Using the Coconut system, district malaria surveillance officers can follow up on each case and collect data at the health facility and household level. The data are then stored in a cloud-based server and can be tracked in real-time by ZAMEP and TVCSP surveillance staff. ZAMEP and TVCSP aim to respond to 90 percent of new cases within the first 48 hours from the initial notification.

District Malaria Surveillance Officer Shabani Khamis talks with a woman in the doorway of her home
District Malaria Surveillance Officer Shabani Khamis visits the home of a newly reported malaria case in Charawe village. Credit: RTI International

“The Coconut system is very simple and straightforward,” says Maryam Abdi, a laboratory technician who uses MEEDS to report new malaria cases at Chukwani Health Facility. Ms. Abdi says, “It’s very useful because if a new case comes in to the health facility, the district surveillance officer can follow up in the community, where they can find secondary patients and treat them on site.”

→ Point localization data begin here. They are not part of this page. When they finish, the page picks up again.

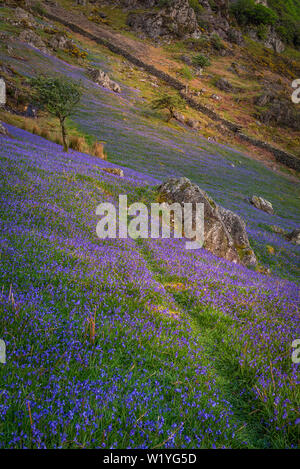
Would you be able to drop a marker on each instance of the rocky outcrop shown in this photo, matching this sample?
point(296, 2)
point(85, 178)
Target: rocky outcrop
point(30, 37)
point(102, 79)
point(294, 236)
point(224, 231)
point(22, 17)
point(262, 204)
point(271, 40)
point(175, 20)
point(280, 111)
point(225, 85)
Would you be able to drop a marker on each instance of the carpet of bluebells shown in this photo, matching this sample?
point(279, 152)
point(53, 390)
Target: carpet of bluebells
point(130, 344)
point(136, 139)
point(139, 344)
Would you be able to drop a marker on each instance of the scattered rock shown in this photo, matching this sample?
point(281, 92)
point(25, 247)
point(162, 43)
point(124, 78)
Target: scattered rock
point(100, 77)
point(30, 111)
point(294, 236)
point(224, 231)
point(3, 130)
point(216, 97)
point(30, 37)
point(224, 85)
point(187, 60)
point(262, 204)
point(237, 229)
point(277, 229)
point(115, 171)
point(59, 42)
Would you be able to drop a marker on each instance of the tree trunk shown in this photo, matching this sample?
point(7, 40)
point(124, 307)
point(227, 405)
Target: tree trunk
point(64, 135)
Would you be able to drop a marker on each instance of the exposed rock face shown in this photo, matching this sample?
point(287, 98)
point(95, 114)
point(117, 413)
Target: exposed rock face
point(59, 41)
point(225, 85)
point(235, 36)
point(224, 231)
point(176, 20)
point(100, 77)
point(272, 40)
point(33, 39)
point(22, 16)
point(281, 112)
point(294, 236)
point(262, 204)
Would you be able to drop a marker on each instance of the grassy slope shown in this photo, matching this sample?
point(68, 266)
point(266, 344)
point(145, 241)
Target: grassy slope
point(108, 345)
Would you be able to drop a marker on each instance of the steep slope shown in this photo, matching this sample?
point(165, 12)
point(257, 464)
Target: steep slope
point(121, 343)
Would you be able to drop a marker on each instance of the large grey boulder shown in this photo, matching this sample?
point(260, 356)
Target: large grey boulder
point(177, 19)
point(3, 130)
point(262, 204)
point(102, 79)
point(294, 236)
point(224, 232)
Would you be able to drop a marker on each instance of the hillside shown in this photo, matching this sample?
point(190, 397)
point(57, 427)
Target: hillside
point(140, 343)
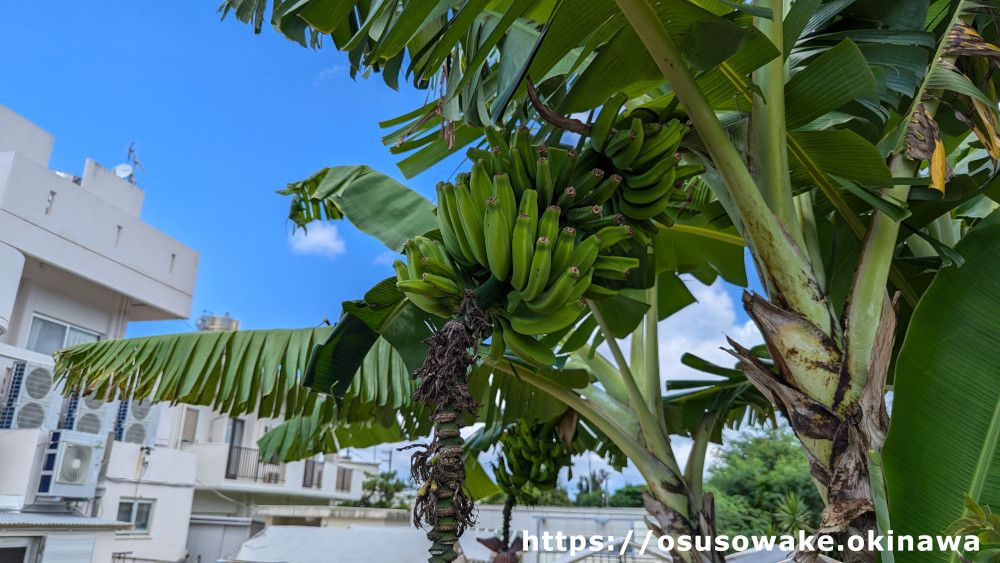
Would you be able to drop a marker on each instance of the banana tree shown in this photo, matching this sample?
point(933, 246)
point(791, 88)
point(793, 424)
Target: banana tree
point(824, 139)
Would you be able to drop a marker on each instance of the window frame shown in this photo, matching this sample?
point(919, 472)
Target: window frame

In addition to the strong malaria surveillance and detection systems developed, the collaboration between TVCSP and the Government of Zanzibar has been a fruitful partnership, in which the two entities work hand-in-hand to reduce malaria cases and save lives in Zanzibar. According to Ms. Abdi, “The relationship with the Zanzibar Ministry of Health [and TVCSP] is very good. We appreciate the punctuality of the DMSOs in responding to the cases.”